At the end of the long row of fried food booths which so proudly declare our independence from caring about our waste lines was a small booth with fresh watermelon and pineapple slices. Genius! After the corndog, chili cheese fries and, yes, fried Oreos, a slice of fresh fruit was absolutely divine.

Caleb had a blast all day. Summer sunshine + hot dogs + rides + getting to sit in a helicopter, fire truck and ambulance + bouncy castles + friends = a little bit of Caleb heaven. He did have a few rough patches (not enough nap and too much sunshine trigger these things), but overall, he did pretty good.

My favorite shot of the day, and possibly my favorite pic of Caleb ever up to this point, came while we were waiting for a Battle of Britain memorial flyover from a Spitfire. We never did see the Spitfire (it was running a little late, I guess, and we were just ready to go home), but I did grab this little gem.

The bad moods and tempers are exhausting and frustrating. But these little moments of pure, unadulterated toddler joy wrapped in sunshine are absolutely the most amazing little slices of life. In those moments, you completely forget that whiny, cranky side even exists.

No worries, though. Toddlers are quick to remind you of that other side! ;)

Happy 4th of July!

Friday, July 02, 2010

Friday Night Drive

The Friday night drive home from base is never fun. For some reason I still can't properly understand, the A11 backs up to London (or at least it feels that way) and my normal 30 minute drive usually takes about 50 minutes any given Friday night.

Additionally, the radio on Friday nights is just abysmal. I have four stations I listen to regularly here (with BBC Radio 1 being my favorite.) But all of them seem to pick their worst pre-club dance mixes for the Friday drive home. Now you know me. I love to shake my tail feather. But I can't stomach a solid hour of dance music. I need something I can sing along to while I wasting time sitting still.

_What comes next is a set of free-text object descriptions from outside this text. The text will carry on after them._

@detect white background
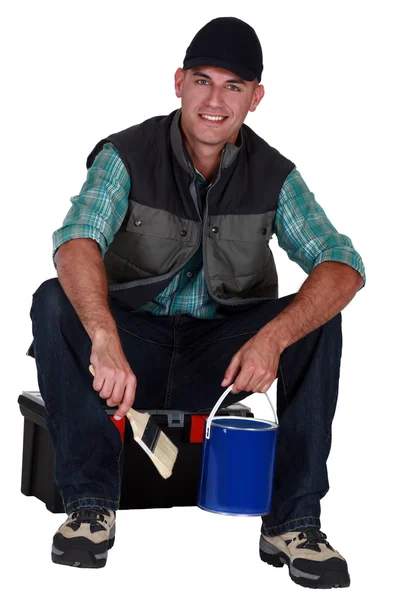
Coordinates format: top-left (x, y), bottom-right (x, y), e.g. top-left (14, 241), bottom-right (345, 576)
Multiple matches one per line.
top-left (1, 0), bottom-right (399, 596)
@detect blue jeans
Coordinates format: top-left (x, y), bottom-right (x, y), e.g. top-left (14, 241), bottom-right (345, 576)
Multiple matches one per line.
top-left (29, 278), bottom-right (342, 536)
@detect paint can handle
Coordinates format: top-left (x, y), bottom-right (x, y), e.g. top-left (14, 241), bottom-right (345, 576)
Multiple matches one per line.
top-left (205, 384), bottom-right (278, 439)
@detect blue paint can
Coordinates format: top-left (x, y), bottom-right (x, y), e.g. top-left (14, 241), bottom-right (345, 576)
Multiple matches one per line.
top-left (198, 384), bottom-right (279, 516)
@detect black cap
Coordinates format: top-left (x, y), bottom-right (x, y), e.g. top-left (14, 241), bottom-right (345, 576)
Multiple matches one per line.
top-left (182, 17), bottom-right (263, 83)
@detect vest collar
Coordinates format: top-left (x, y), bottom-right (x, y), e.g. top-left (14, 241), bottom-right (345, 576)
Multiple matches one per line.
top-left (170, 108), bottom-right (243, 175)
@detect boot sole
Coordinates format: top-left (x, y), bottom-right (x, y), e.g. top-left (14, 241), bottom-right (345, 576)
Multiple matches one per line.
top-left (259, 534), bottom-right (350, 589)
top-left (51, 524), bottom-right (115, 568)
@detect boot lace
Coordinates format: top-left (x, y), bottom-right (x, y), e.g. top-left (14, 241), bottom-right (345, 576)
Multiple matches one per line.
top-left (297, 528), bottom-right (334, 552)
top-left (70, 508), bottom-right (110, 526)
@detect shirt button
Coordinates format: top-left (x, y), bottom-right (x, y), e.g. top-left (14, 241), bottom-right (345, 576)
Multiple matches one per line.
top-left (180, 230), bottom-right (187, 237)
top-left (134, 220), bottom-right (142, 227)
top-left (211, 226), bottom-right (219, 234)
top-left (186, 271), bottom-right (193, 278)
top-left (261, 228), bottom-right (267, 235)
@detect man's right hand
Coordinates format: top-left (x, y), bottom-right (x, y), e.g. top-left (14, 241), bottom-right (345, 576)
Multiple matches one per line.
top-left (89, 331), bottom-right (137, 420)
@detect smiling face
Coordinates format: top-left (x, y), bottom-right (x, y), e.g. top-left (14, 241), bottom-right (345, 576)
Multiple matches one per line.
top-left (174, 66), bottom-right (265, 149)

And the last two weeks have been hot in England. And I know our hot doesn't compare to a lot of hots. I get it. But we have no respite. There's no A/C at home, no A/C at work, and no A/C in the car. So you go from hot to hot. When I picked up Caleb from daycare today, he told me, "I no wanna go in the car! It's hot!" Can't say that I blame him. Even with the windows down, it's just uncomfortable.

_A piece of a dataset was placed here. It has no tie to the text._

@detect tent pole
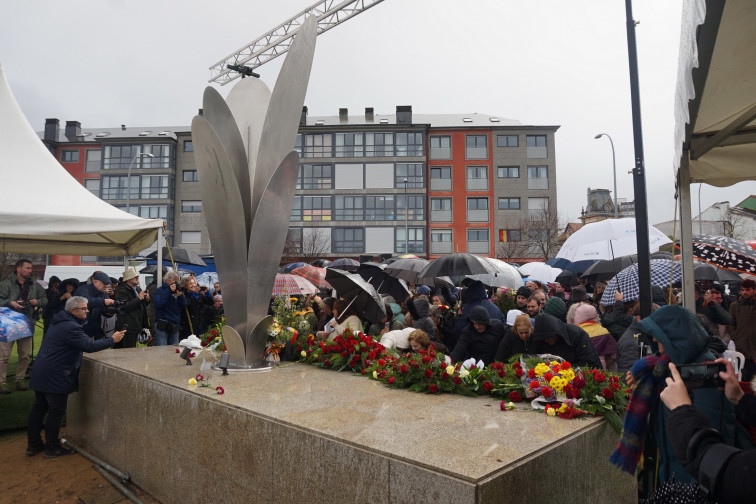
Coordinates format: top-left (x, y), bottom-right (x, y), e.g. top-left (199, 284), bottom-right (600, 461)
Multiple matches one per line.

So sitting in our hot car in standstill traffic on the A11 tonight should have soured my already inexplicable bad mood from this week. But there was a slight breeze, and the radio mix was slightly better than normal on Friday nights. And yeah it was hot, but that means the sun is out, and having sun for the three day weekend is nice.

I was looking out my window at the breeze blowing through the long, dry grass, thinking, "I'm gonna miss this country," when I heard the jets. I looked up and saw one of our KC-135s flying overhead, coming in for a landing at RAF Mildenhall behind us.

I can't really explain it, but I had this huge surge of appreciation well up as I watched the plane descend. And I thought, "This is my life. Stuck in traffic on the A11 watching one of our planes fly over the English countryside."

That might sound a bit tedious, but at that moment I felt proud to even have a tiny part to play in the mission of our base. I'm so grateful to have had the chance to spend the last three and a half years in England, particularly in the Suffolk/Norfolk area. It's cool to be a part of a wing that can trace it's history back to a bomber group from the same region.

Somehow in that hot car, after a long week, in the miserable traffic, on a long Friday drive home, a simple jet overhead reminded me of a few things I am really grateful for.